Neuer Gammelfleisch-Skandal

Verdorbenes Rindfleisch frisch verpackt im Handel

Stuttgart - 09.07.2010, 11:52 Uhr


Nach Recherchen des SWR-Magazins Odysso konnte in zahlreichen vakuumierten Rindfleischprodukten das Bakterium Clostridium estertheticum nachgewiesen werden. Der Skandal:

Auf Nachfrage von DAZ.online erklärten Prof. Theo Dingermann und Dr. Ilse Zündorf vom Institut für Pharmazeutische Biologie der Universität Frankfurt, dass Clostridium estertheticum zwar zur gleichen Gruppe zähle wie die gefürchteten Bakterien Clostridium tetani und Clostridium botulinum, jedoch eher den harmloseren Vertretern der Clostridien zuzuordnen sei. Für den Menschen sei dieser Erreger offensichtlich nicht gefährlich. Zudem rieche entsprechend kontaminiertes Fleisch so unangenehm, dass man von einem Verzehr schon freiwillig absehen wird, so Zündorf.

Ein Problem sei, dass man schlecht auf die Kontamination testen könne. In Vakuumverpackungen findet Clostridium estertheticum ideale Bedingungen zur Vermehrung, da die Sporen ein anaerobes Milieu zum Auskeimen und Wachsen benötigen, so Dingermann.  Darüber hinaus ist Clostridium estertheticum ein psychrophiles, also kälteliebendes Bakterium, das unter Kühlschranktemperaturen zwar relativ langsam, aber optimal wächst. Dabei bildet es Gase, die die Vakuumverpackungen anschwellen lassen. Will man es unter normalen mikrobiologischen Testbedingungen zum Beispiel bei 37 °C züchten, wird es wohl, so Zündorf, keinen Mucks machen. Inzwischen arbeite man an molekularbiologischen Tests, die z.B. das Gen für die 16S ribosomale RNA analysieren. Solche Testsysteme sind laut Dingermann jedoch noch nicht für den Routineeinsatz etabliert.

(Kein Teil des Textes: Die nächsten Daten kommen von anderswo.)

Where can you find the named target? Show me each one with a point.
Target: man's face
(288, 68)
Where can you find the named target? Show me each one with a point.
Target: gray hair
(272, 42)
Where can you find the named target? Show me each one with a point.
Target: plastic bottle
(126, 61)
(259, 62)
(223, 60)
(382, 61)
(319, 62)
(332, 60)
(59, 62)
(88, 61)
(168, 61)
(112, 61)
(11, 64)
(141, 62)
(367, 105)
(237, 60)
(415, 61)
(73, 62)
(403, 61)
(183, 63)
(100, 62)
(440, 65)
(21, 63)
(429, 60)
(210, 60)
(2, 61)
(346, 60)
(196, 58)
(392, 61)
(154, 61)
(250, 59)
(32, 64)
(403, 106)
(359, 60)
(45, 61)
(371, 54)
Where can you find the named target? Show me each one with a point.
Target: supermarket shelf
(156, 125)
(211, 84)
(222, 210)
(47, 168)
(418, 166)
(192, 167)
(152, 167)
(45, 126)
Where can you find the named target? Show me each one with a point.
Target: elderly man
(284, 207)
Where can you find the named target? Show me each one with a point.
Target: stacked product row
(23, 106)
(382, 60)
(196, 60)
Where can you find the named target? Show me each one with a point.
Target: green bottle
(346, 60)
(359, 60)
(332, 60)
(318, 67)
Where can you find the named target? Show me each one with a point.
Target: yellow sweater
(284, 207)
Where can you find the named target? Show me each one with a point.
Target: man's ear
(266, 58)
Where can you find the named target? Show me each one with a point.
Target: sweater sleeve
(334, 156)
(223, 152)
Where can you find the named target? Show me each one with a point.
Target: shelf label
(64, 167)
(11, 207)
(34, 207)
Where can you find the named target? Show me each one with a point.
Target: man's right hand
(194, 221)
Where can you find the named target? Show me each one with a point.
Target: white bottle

Das Bakterium soll seinen Weg von Brasilien ausgehend nach Deutschland gefunden  haben. Gelangen solche Bakterien in einen Betrieb, können sie sich nahezu ungehindert ausbreiten, da sie durch die gängigen Reinigungs- und Desinfektionsmittel nicht erfasst werden. Wie verbreitet Clostridium estertheticum inzwischen ist, lassen die Ergebnisse von Forschern um Prof. Manfred Gareis vom Bundesinstitut für Ernährung und Lebensmittel in Kulmbach erahnen. Sie haben hunderte von Proben untersucht und konnten den Keim in 88% der Fälle nachweisen.